Welfare
A Messa i “luoghi appositi” per le persone con disabilità sono discriminatori
Ecco la lettera che il Movimento Apostolico Ciechi ha inviato alla Cei e al Governo. Firmano la lettera il Presidente nazionale Michelangelo Patané e l'assistente nazionale don Alfonso Giorgio
di Redazione
Lo scorso 7 maggio il Governo Italiano e la Conferenza Episcopale Italiana hanno sottoscritto un protocollo per “la ripresa delle celebrazioni con il popolo”.
Siamo contenti che i fedeli possano tornare a partecipare alle celebrazioni nelle chiese, in comunione anche fisica nel rispetto delle misure precauzionali imposte dall’attuale emergenza sanitaria. La lettura del protocollo ha però suscitato in noi grande sorpresa e sconcerto per il contenuto della norma riguardante le persone con disabilità.
Ci riferiamo al punto 1.8 del protocollo che così testualmente recita: «Si favorisca, per quanto possibile, l'accesso delle persone diversamente abili, prevedendo luoghi appositi per la loro partecipazione alle celebrazioni nel rispetto della normativa vigente». Parlare di “luoghi appositi” per le persone con disabilità significa tornare indietro di almeno mezzo secolo. Appartiene infatti a un passato ormai lontano l’idea di prevedere, per le persone con disabilità, “ambienti separati”, “percorsi speciali”, “luoghi appositi”.
È invece da tempo nel comune sentire il ritenere che la dignità di persona appartiene a tutti, nessuno escluso, e che le persone con disabilità sono cittadini a tutti gli effetti, membri a pieno titolo della comunità ecclesiale. È ormai pacifico che tutte le comunità, civili ed ecclesiali, sono chiamate ad essere accoglienti, ospitali, aperte alle differenze, in una parola inclusive. Ogni norma o misura riguardante le persone con disabilità deve così tendere a garantire le pari opportunità, evitando sia privilegi sia soluzioni ghettizzanti.
Tale è, invece, quella prevista dal punto 1.8 del protocollo: il “luogo apposito” è una discriminante che esclude palesemente le persone con disabilità dal resto della comunità dei fedeli. La nostra sorpresa e il nostro sconcerto sono stati anche determinati dal fatto che non si comprendono le ragioni per cui, nel protocollo, vi è una norma riguardante specificamente tutte le persone con disabilità, ma non vi è alcuna disposizione riferita alle persone, come gli anziani, che sono considerate, anche normativamente, soggetti a rischio per il coronavirus. In questa sede desideriamo peraltro ricordare, molto sinteticamente, che le persone con disabilità non sono persone malate.

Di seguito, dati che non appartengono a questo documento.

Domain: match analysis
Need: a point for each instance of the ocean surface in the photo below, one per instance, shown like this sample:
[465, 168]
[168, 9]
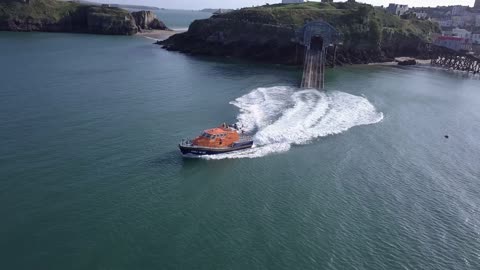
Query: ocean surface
[180, 19]
[360, 176]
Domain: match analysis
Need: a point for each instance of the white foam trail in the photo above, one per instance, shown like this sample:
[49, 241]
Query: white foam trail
[282, 116]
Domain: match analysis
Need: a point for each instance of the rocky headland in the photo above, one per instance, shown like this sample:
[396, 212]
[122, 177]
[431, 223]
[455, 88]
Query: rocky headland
[268, 33]
[72, 17]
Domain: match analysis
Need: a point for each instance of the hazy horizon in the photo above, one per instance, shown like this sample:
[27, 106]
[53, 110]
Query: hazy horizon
[200, 4]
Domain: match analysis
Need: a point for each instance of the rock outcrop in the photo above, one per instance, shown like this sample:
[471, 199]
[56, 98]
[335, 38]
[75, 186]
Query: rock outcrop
[147, 20]
[56, 16]
[268, 33]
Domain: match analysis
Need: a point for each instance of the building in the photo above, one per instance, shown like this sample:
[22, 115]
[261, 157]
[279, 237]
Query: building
[476, 38]
[397, 9]
[459, 10]
[444, 22]
[293, 1]
[454, 43]
[421, 15]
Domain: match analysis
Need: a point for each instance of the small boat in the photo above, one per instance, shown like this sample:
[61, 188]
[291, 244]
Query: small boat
[223, 139]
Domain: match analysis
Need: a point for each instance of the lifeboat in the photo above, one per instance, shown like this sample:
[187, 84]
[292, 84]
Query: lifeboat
[223, 139]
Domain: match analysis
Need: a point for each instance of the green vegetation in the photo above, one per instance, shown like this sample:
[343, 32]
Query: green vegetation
[64, 16]
[361, 24]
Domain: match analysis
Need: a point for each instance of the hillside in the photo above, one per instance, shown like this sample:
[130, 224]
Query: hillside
[267, 33]
[59, 16]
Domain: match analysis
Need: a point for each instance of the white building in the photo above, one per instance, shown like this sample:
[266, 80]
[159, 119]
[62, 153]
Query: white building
[293, 1]
[462, 33]
[454, 43]
[476, 38]
[421, 15]
[459, 10]
[444, 23]
[397, 9]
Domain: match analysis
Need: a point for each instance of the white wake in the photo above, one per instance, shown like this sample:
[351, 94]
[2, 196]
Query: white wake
[280, 117]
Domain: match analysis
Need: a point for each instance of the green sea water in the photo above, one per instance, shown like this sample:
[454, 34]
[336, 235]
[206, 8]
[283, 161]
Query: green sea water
[357, 177]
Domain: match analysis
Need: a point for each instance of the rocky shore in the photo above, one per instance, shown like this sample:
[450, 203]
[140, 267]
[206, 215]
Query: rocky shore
[268, 33]
[72, 17]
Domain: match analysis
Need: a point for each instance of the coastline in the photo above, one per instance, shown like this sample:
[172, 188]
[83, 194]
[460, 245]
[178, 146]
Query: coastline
[158, 34]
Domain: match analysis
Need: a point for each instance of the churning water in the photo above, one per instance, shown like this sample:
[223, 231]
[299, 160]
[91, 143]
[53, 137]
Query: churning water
[282, 116]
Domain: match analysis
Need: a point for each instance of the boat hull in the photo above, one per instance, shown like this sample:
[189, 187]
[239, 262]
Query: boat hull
[202, 151]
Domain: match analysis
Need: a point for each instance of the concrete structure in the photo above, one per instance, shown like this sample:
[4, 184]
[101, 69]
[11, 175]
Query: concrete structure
[457, 32]
[293, 1]
[458, 21]
[454, 43]
[476, 38]
[317, 37]
[444, 23]
[421, 15]
[459, 10]
[397, 9]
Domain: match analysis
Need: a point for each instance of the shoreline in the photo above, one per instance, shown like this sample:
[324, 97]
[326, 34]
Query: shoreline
[158, 34]
[420, 62]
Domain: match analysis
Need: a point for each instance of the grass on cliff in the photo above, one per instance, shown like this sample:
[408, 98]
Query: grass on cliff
[52, 10]
[39, 9]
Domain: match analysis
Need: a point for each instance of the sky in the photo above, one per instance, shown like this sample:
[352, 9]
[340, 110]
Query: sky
[199, 4]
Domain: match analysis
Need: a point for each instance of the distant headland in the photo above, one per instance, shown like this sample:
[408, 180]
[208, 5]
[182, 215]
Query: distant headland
[269, 33]
[74, 17]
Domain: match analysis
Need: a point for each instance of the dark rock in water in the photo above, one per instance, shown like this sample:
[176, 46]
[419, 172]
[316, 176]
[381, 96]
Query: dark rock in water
[407, 62]
[268, 34]
[147, 20]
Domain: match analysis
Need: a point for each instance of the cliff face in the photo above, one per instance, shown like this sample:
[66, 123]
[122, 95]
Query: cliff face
[56, 16]
[147, 20]
[268, 33]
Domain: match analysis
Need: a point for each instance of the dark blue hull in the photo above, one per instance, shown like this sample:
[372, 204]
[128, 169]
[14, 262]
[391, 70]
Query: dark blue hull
[201, 151]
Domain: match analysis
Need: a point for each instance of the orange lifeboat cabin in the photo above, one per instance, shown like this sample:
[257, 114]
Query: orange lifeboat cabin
[223, 139]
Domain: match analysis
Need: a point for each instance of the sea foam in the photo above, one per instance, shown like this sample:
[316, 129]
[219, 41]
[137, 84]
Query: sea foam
[279, 117]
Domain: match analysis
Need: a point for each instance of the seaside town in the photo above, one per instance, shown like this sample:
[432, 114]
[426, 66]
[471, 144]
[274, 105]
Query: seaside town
[460, 25]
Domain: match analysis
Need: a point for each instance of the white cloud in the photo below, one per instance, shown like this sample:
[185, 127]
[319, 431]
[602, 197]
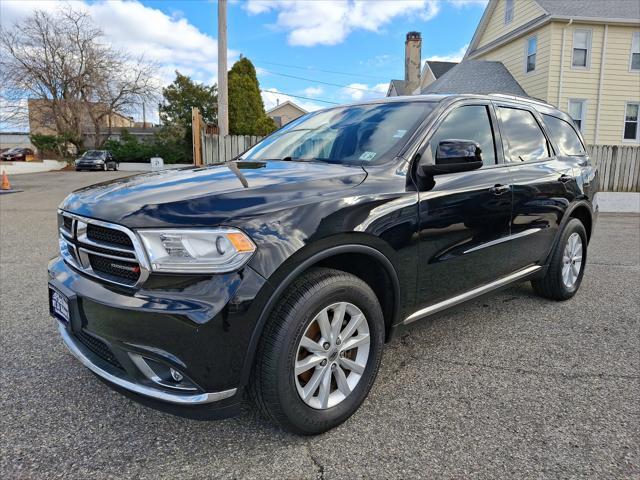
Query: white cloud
[329, 22]
[362, 91]
[468, 3]
[450, 57]
[272, 96]
[313, 91]
[169, 40]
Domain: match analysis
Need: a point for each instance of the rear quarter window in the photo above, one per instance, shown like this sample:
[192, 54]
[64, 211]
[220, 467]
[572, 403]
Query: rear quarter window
[564, 136]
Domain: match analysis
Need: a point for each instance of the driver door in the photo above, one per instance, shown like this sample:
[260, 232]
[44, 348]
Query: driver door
[464, 217]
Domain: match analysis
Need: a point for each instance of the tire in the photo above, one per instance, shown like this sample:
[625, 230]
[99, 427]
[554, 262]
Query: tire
[560, 282]
[277, 391]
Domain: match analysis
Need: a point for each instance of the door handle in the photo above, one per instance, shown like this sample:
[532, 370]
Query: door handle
[500, 189]
[565, 178]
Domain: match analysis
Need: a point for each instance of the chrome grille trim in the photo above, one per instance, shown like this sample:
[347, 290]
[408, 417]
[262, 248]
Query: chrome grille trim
[78, 256]
[112, 257]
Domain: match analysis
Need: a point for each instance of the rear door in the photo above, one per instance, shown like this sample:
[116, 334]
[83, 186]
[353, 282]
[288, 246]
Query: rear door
[543, 184]
[465, 216]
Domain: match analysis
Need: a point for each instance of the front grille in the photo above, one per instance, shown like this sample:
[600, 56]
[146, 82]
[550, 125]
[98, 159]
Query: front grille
[114, 268]
[108, 235]
[98, 347]
[104, 250]
[108, 251]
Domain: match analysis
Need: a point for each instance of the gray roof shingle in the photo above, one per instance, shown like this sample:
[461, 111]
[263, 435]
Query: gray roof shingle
[627, 9]
[440, 68]
[476, 76]
[401, 87]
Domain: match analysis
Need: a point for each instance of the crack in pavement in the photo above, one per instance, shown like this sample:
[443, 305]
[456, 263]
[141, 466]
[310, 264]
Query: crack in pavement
[318, 466]
[567, 375]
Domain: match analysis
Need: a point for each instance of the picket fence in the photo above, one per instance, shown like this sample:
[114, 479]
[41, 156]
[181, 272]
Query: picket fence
[215, 149]
[618, 167]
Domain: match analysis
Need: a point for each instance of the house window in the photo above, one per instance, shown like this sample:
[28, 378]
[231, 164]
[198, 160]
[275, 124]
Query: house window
[581, 48]
[532, 48]
[578, 112]
[508, 11]
[631, 122]
[635, 52]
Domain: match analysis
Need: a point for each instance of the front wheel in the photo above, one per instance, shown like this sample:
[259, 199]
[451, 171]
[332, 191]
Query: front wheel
[319, 353]
[566, 268]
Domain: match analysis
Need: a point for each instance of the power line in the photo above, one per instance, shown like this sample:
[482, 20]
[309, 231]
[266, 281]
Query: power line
[299, 96]
[321, 82]
[322, 70]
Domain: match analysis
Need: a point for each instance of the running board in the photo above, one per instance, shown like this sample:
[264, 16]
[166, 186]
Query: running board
[476, 292]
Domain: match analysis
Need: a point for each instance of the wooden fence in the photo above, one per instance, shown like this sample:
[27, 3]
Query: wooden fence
[618, 167]
[216, 149]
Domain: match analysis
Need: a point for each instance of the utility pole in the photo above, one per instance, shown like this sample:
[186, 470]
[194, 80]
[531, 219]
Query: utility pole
[223, 92]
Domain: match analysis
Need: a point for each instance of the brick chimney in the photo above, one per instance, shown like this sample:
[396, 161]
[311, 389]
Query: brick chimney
[412, 53]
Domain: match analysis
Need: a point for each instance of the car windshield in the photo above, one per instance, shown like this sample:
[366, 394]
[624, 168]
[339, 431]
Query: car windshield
[360, 134]
[93, 154]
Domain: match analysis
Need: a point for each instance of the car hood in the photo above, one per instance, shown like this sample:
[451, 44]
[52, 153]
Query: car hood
[205, 196]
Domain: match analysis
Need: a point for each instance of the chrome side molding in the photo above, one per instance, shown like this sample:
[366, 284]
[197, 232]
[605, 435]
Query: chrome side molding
[508, 238]
[476, 292]
[112, 375]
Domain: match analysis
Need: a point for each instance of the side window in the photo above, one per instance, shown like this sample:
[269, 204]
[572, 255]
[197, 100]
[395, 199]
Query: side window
[523, 140]
[471, 122]
[564, 136]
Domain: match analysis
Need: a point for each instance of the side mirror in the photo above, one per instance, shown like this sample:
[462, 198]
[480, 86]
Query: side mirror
[454, 156]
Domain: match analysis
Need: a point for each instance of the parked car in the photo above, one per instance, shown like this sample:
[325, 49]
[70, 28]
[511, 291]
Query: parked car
[283, 274]
[16, 154]
[96, 160]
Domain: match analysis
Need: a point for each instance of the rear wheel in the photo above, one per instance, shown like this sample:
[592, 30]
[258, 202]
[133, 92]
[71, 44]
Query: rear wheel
[320, 352]
[566, 268]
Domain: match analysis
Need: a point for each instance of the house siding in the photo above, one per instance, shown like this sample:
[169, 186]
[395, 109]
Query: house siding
[512, 55]
[619, 85]
[524, 11]
[286, 113]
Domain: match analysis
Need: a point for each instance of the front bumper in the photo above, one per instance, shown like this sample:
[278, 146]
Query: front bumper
[90, 166]
[201, 330]
[117, 377]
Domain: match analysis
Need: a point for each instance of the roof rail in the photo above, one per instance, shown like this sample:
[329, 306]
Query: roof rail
[518, 97]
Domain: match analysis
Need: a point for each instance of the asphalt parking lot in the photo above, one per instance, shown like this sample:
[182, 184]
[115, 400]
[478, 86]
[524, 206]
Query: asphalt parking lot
[509, 386]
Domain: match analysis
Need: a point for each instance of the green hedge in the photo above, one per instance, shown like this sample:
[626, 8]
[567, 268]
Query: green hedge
[168, 145]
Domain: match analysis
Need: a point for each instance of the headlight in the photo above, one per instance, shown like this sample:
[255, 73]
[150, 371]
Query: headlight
[211, 250]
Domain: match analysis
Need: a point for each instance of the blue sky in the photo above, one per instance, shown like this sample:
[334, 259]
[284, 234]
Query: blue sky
[364, 40]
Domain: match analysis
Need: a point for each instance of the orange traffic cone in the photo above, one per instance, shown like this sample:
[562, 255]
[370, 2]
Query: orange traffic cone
[5, 182]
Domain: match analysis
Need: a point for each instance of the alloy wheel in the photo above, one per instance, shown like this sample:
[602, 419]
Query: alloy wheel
[572, 260]
[332, 355]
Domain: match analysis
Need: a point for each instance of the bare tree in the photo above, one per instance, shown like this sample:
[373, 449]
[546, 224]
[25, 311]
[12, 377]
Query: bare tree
[77, 81]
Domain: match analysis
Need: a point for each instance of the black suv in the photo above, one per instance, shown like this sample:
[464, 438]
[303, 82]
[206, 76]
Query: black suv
[96, 160]
[283, 274]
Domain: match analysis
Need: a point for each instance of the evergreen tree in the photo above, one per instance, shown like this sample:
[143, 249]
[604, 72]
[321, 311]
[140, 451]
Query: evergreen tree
[179, 97]
[246, 110]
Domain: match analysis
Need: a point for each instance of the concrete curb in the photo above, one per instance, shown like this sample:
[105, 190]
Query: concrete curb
[618, 202]
[17, 168]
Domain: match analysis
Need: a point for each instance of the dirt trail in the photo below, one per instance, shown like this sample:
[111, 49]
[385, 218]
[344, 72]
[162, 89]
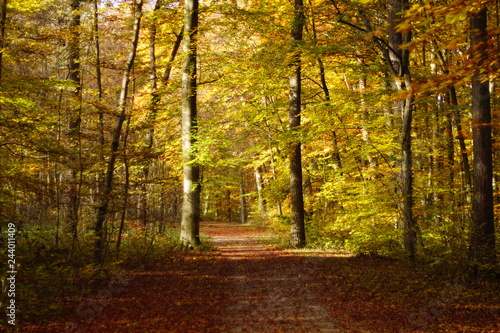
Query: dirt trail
[247, 286]
[271, 289]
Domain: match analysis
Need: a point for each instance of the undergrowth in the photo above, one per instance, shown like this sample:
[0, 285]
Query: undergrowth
[52, 279]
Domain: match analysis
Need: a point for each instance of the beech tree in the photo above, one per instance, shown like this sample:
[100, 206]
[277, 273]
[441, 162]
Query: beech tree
[190, 223]
[298, 232]
[482, 240]
[102, 210]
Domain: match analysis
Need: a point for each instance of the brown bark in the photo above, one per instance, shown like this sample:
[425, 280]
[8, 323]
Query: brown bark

Esprimiamo infine sorpresa per il contenuto del punto 1.8 del protocollo perchè siamo consapevoli che, in Italia, lo Stato e la Chiesa hanno più volte dimostrato, anche in questo periodo di pandemia, grande attenzione nei confronti delle persone con disabilità e delle loro famiglie, promuovendone pari opportunità, inclusione e partecipazione attiva. Da cittadini italiani e da appartenenti alla Chiesa di Dio chiediamo quindi al Governo Italiano e alla Conferenza Episcopale Italiana che, prima del 18 maggio, data di entrata in vigore del protocollo, sia abrogata, o almeno modificata, la norma del punto 1.8 che, nell’attuale formulazione, è oggettivamente discriminatoria e storicamente superata (anche nell’espressione “persone diversamente abili”).
Per la modifica della norma ci permettiamo proporre il seguente testo: «Le persone con disabilità partecipano come tutti alle celebrazioni nel rispetto della normativa vigente». Confidiamo nell’accoglimento della nostra richiesta nella certezza che in tutte le parrocchie d’Italia, in sede di attuazione del protocollo, si osserveranno le norme dallo stesso previste a tutela della salute con responsabilità e buon senso, nel pieno riconoscimento della dignità di ogni persona e del diritto di tutti, senza alcuna esclusione o discriminazione, ad esercitare la libertà religiosa ed a partecipare al culto.